Pour Christiane Nicoli, impossible de passer à côté d'un essai nucléaire sur un enregistrement, où que soit la région du tir. Le signal est tellement net, affirme-t-elle, que du temps des essais pakistanais, il leur servait à vérifier les instruments. Plus concrètement, ils permettaient de contrôler la bonne polarité des sismomètres et du système d'acquisition. Depuis lors, les essais nucléaires se sont interrompus. Les opérateurs du RéNaSS qui veulent valider la polarité de leurs instruments doivent donc attendre un "beau séisme des îles Kouriles ", ou un beau "Japonais"...
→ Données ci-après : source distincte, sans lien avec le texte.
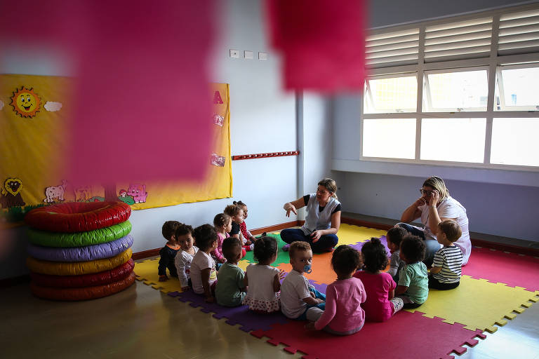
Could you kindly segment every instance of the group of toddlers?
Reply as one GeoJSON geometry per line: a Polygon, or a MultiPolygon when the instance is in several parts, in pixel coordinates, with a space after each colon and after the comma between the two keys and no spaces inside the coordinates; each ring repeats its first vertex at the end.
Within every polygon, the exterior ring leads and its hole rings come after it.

Quand la France est aussi explosive...

Au site central du RéNaSS, on enregistre également toute explosion se produisant sur le territoire français, si elle est assez forte... D'où une certaine tension parfois, comme en octobre 2003 quand un petit séisme de magnitude 3.2 s'est produit au sud de Bonifacio, en Corse du Sud. Les services du ministère de l'Intérieur se sont manifestés au téléphone pendant trois jours pour connaître la véritable nature de la secousse : avait-on affaire à un attentat, ou à un séisme ?

Un projet européen

En plus de ses activités habituelles de surveillance du territoire national depuis Strasbourg, le personnel du site central du RéNaSS se déplace parfois sur le terrain, accompagne des étudiants, et installe des dispositifs de surveillance fine d'une région précise, en laissant sur site l'instrumentation pendant plusieurs mois.

En outre, le RéNaSS s'implique actuellement dans un programme européen, du nom de MERIDIAN. Ce programme permet de collecter et de visualiser en temps réel les données de stations large-bande. Large-bande signifie que les sismomètres enregistrent le signal tellurique aussi bien dans les basses fréquences que dans les hautes fréquences, ce qui permet d'étudier simultanément toutes les phases du signal. Des progrès notables voient donc le jour dans le domaine de la surveillance sismique.

Or, la question de cette surveillance et de ses implications est plus que jamais posée depuis que la Terre a vécu le séisme au large de Sumatra du 26 décembre 2004. La conscience du risque sismique s'est mondialement éveillée en chacun de nous. On peut donc s'attendre à ce que de nombreux projets similaires à MERIDIAN soient mis en place à grande échelle pour prendre le pouls de notre planète.